China has lifted an 11-month ban on South Korean art that followed the deployment of a US anti-missile system at a site in Seongju, south of Seoul. A diplomatic rift followed the installation last year of the US Terminal High Altitude Area Defence system in response to North Korea’s growing nuclear threats. The move triggered angry retaliation from China, which saw the system as a danger to its own security. Visual art from South Korea was unofficially embargoed, along with other cultural and economic imports, including the hugely popular K-pop music and Korean dramas. The dispute was resolved on 31 October after high-level talks between the two countries.
“It is not surprising that exchanges in art are affected by political issues. Diplomacy and politics are always stronger than art and culture. What was surprising was that, this time, the ban and embargo were so strong and visible,” says Eun Yong Kwon, a visual arts planner at the Korean Arts Management Service in Seoul.

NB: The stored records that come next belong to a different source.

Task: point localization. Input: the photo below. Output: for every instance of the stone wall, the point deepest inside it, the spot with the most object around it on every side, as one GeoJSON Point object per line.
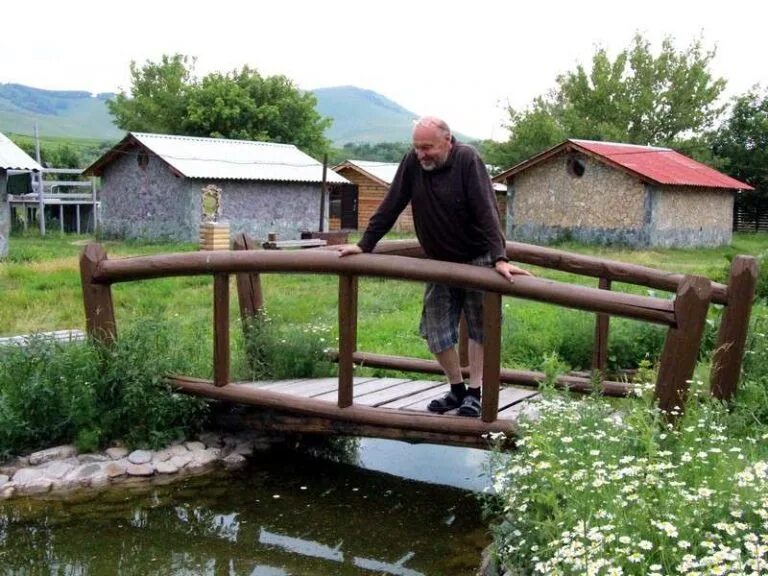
{"type": "Point", "coordinates": [688, 216]}
{"type": "Point", "coordinates": [604, 205]}
{"type": "Point", "coordinates": [5, 215]}
{"type": "Point", "coordinates": [258, 208]}
{"type": "Point", "coordinates": [150, 202]}
{"type": "Point", "coordinates": [147, 202]}
{"type": "Point", "coordinates": [548, 202]}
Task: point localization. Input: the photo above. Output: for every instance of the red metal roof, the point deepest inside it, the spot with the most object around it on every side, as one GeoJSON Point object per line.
{"type": "Point", "coordinates": [662, 166]}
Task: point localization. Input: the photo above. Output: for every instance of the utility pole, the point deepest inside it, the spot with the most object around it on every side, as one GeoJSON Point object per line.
{"type": "Point", "coordinates": [40, 199]}
{"type": "Point", "coordinates": [323, 193]}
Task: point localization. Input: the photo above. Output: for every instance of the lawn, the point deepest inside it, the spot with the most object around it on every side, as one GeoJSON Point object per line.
{"type": "Point", "coordinates": [41, 291]}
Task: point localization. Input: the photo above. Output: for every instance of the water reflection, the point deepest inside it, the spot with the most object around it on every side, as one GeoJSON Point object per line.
{"type": "Point", "coordinates": [317, 550]}
{"type": "Point", "coordinates": [285, 515]}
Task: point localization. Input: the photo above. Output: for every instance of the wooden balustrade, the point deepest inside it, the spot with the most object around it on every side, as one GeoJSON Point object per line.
{"type": "Point", "coordinates": [737, 296]}
{"type": "Point", "coordinates": [685, 317]}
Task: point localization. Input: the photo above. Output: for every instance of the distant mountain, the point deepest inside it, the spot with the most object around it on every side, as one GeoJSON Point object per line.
{"type": "Point", "coordinates": [363, 116]}
{"type": "Point", "coordinates": [359, 115]}
{"type": "Point", "coordinates": [60, 113]}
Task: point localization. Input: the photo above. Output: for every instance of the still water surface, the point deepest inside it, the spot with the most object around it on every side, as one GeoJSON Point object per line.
{"type": "Point", "coordinates": [402, 510]}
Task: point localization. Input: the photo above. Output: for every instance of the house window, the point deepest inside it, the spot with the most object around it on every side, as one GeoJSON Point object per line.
{"type": "Point", "coordinates": [142, 159]}
{"type": "Point", "coordinates": [576, 164]}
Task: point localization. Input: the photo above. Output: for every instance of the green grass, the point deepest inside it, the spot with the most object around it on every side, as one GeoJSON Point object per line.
{"type": "Point", "coordinates": [41, 291]}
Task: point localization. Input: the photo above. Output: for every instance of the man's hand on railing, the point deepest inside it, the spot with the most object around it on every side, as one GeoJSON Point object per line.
{"type": "Point", "coordinates": [510, 270]}
{"type": "Point", "coordinates": [348, 249]}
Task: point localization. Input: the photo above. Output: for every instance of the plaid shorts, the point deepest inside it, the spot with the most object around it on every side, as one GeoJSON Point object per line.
{"type": "Point", "coordinates": [442, 310]}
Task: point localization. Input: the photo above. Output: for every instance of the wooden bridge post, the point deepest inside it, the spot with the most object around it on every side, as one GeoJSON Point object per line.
{"type": "Point", "coordinates": [600, 347]}
{"type": "Point", "coordinates": [348, 285]}
{"type": "Point", "coordinates": [491, 355]}
{"type": "Point", "coordinates": [249, 294]}
{"type": "Point", "coordinates": [97, 298]}
{"type": "Point", "coordinates": [221, 329]}
{"type": "Point", "coordinates": [681, 347]}
{"type": "Point", "coordinates": [734, 325]}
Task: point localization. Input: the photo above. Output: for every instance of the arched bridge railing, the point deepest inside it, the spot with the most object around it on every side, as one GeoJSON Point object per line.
{"type": "Point", "coordinates": [685, 316]}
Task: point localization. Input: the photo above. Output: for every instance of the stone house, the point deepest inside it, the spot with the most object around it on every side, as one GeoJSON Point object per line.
{"type": "Point", "coordinates": [605, 192]}
{"type": "Point", "coordinates": [12, 158]}
{"type": "Point", "coordinates": [151, 187]}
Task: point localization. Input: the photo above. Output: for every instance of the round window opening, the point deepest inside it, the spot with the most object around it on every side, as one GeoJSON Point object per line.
{"type": "Point", "coordinates": [576, 166]}
{"type": "Point", "coordinates": [142, 159]}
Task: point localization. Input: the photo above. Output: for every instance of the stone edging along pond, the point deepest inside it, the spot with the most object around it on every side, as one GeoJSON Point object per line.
{"type": "Point", "coordinates": [60, 469]}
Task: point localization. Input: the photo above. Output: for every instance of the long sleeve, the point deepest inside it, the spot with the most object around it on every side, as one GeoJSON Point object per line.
{"type": "Point", "coordinates": [395, 201]}
{"type": "Point", "coordinates": [485, 210]}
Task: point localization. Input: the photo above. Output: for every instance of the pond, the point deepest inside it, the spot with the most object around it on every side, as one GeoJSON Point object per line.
{"type": "Point", "coordinates": [290, 512]}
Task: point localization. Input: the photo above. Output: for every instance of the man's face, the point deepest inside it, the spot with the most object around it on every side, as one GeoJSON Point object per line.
{"type": "Point", "coordinates": [432, 146]}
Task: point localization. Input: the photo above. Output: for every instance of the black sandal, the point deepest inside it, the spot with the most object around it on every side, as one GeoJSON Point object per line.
{"type": "Point", "coordinates": [470, 407]}
{"type": "Point", "coordinates": [441, 405]}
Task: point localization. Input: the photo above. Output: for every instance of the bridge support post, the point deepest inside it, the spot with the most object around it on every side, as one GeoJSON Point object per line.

In November, the absence of Korean art was notable at Shanghai’s main art fairs, West Bund and Art021, with Korean artists only shown on the stands of Arario, a Korean gallery that has a branch in Shanghai. Seoul’s Kukje Gallery only brought its Western artists and international galleries were prohibited from showing Korean works.
“I first heard about [the ban] because we were preparing for a show in China in March that included Korean artists, and so applied for official permission, which was denied,” says a dealer who asked to remain anonymous. Before applying for Art021, “I was advised by the fair to remove the Korean names [from my application].”
The organisers of the exhibition section of the Shanghai Project event at the Himalayas Museum in late April were also prohibited from including South Korean artists. “It wasn’t a ban so much as the Cultural Bureau simply refusing to accept our application with any Korean artists included,” a former Shanghai Project staff member says.
Censorship in China does not operate by direct edict but by rumour and self-censorship. Another private museum in China postponed its inauguration in May; it had been scheduled to open with a show devoted to the work of the Korean-American artist Nam June Paik. Instead, it opened in September with an exhibition of work by a German artist. Shanghai’s Yuz Museum has also indefinitely postponed a major exhibition of Korean Dansaekhwa paintings.
No one in the Chinese art world agreed to speak on the record about the ban, and even Koreans were reticent out of concern for potential future business ties. “Everyone [in the Chinese art world] knows about this [ban]—everyone,” the Korean dealer says. “The biggest risk as a foreign gallery in China is the political situation.” A long-term specialist in the Chinese market agrees. “It’s difficult for people to know [what’s going on] because on a Tuesday, the Chinese government could have a problem with Korea, then on Wednesday decide everything is fine.”